Urban Chinese and foreigners have, this book argues, forgotten about the rural left-behind. There has been a comfortable assumption that urbanization would continue, albeit at a lesser pace, and rural productivity rise and reduce income gaps. But there has always been one particularly gigantic flaw in the system, only partly ameliorated by sporadic attempts at reform: the hukou system which has created a two-class society. Thus although by most measures China is now at least 50 percent urbanized, measured by all-important hukou status only 36 percent is urban. Under the system, China’s vast army of newly urbanized workers must continue to be registered in their own home villages and provinces.
This is more than a statistic. It is fundamental, the book argues, to creating an educational deficit which if left unaddressed, will make it very difficult for China to move from middle- to higher-income status. In 2010, 44 percent of the total urban labor force did so but only 11 percent of rural ones. In other words, it will remain in the same middle-income trap as the likes of Brazil, Mexico, Turkey, and Thailand.
Now 93 percent of urban youth reach high school but rural ones lag very far behind. This might not matter so much if the rural cohort were smaller and dwindling. But, contrary to normal suppositions, the opposite has in fact been the case. Urban migrants without hukou are often forced to leave their children at home because of a lack of access to urban schools. Add in the fact that rural birth rates are higher anyway and the net result is that 70 percent of children today have rural hukou status.
The authors are in a way no hostile to China or its government system. But having spent years researching in rural China they not only feel strongly for this unseen China but want the situation to change so that China continues to prosper and thus enable the wider world to prosper. They note that long before Korea and Taiwan reached a high-income status, they were sowing the seeds of it through focus on achieving high levels of secondary and post-secondary education. China can boast top results by any international standards if the yardstick is some big city schools.

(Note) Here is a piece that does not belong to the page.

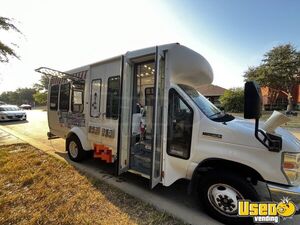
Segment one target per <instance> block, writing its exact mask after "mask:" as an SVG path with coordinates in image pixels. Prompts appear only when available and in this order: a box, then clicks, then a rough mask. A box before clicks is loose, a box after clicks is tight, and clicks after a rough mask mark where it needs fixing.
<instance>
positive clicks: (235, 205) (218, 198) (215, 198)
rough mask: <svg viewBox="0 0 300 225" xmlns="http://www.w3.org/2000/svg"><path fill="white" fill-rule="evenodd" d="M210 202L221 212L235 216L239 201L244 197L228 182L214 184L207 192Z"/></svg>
mask: <svg viewBox="0 0 300 225" xmlns="http://www.w3.org/2000/svg"><path fill="white" fill-rule="evenodd" d="M207 195H208V200H209V202H210V204H211V205H212V206H213V207H214V208H215V209H216V210H217V211H218V212H220V213H221V214H223V215H226V216H235V215H237V211H238V201H239V200H241V199H244V197H243V196H242V195H241V193H240V192H238V191H237V190H236V189H235V188H233V187H231V186H229V185H227V184H214V185H212V186H211V187H210V188H209V189H208V192H207Z"/></svg>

But as of 2015 the share of the labor force with at least a high school education was only 30 percent, less than the likes of Brazil or the middle-income average of 36 percent.

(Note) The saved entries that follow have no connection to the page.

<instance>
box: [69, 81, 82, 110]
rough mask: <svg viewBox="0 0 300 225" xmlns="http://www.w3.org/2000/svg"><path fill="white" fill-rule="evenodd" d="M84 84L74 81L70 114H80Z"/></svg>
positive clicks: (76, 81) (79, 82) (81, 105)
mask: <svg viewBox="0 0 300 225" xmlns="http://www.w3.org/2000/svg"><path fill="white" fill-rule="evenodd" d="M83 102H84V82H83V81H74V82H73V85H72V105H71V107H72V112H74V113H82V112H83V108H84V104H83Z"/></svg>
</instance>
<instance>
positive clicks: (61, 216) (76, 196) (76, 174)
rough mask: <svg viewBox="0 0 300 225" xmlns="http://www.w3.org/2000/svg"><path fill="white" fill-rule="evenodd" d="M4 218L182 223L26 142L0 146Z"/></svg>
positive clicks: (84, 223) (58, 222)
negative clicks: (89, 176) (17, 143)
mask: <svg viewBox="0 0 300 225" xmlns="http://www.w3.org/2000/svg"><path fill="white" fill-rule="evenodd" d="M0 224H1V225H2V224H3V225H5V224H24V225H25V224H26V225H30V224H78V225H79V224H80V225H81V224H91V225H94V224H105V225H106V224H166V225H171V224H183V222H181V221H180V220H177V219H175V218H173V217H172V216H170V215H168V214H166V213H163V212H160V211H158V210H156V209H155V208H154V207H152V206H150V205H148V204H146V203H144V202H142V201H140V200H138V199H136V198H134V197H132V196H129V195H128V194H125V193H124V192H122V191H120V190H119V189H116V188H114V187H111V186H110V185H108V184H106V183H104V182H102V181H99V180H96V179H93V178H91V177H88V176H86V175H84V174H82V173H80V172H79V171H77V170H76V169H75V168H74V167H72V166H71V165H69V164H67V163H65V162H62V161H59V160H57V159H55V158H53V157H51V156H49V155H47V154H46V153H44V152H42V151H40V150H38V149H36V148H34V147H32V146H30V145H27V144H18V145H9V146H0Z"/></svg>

Other things may be improving faster in China but human capital takes long to accumulate. China’s rural bias of an already low birth rate makes urgent action on rural education (and health) all the more important if China as a whole is to become rich.
Completed in early 2020 when the Covid-19 pandemic was closing factories, one aspect of the book seems overly pessimistic – a massive loss of low-skill jobs to other countries or to automation. But even though China’s own workforce size is now at best static, official stimulus measures still focus heavily on infrastructure projects which mostly employ low skilled labor.

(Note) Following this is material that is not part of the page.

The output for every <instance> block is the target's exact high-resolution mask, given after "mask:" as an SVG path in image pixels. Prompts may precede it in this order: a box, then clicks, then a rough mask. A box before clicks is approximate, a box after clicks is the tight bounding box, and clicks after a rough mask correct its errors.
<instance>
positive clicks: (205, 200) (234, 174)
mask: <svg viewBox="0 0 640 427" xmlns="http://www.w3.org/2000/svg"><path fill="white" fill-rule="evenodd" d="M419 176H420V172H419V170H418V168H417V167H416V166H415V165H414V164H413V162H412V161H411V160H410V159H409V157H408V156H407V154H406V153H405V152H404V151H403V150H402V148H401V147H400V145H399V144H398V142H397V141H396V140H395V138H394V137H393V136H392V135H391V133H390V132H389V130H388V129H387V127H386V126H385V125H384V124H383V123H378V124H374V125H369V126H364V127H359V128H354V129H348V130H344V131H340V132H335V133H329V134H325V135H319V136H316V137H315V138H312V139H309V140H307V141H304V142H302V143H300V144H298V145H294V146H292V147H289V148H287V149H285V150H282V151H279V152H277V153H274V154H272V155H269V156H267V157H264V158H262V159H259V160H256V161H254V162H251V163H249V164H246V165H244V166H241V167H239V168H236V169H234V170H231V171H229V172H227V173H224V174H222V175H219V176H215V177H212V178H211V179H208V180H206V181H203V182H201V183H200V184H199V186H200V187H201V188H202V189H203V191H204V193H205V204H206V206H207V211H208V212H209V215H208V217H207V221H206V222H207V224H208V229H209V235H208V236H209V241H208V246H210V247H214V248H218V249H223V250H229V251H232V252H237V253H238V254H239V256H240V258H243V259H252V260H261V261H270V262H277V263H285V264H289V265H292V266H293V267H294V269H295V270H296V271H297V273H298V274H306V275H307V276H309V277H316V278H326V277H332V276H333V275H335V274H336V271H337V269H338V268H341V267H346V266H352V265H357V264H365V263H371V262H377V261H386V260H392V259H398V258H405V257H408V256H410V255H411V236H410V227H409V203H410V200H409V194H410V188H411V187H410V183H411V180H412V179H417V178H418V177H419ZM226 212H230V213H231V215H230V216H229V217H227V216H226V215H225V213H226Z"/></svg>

President Xi Jinping is evidently well aware of the education and other rural problems, including an income gap which would cause insurgency in many countries. But given the structure of the system, and the preference for party control, outsiders may reasonably assume that it will be very difficult even for someone as powerful as Xi to drive the change in national priorities that may be required. Those are, one must assume, not merely institutional but also the financial cost of space programs, aircraft carriers and Belt and Road billions at a time when the median age of the population is about the surpass that in the US.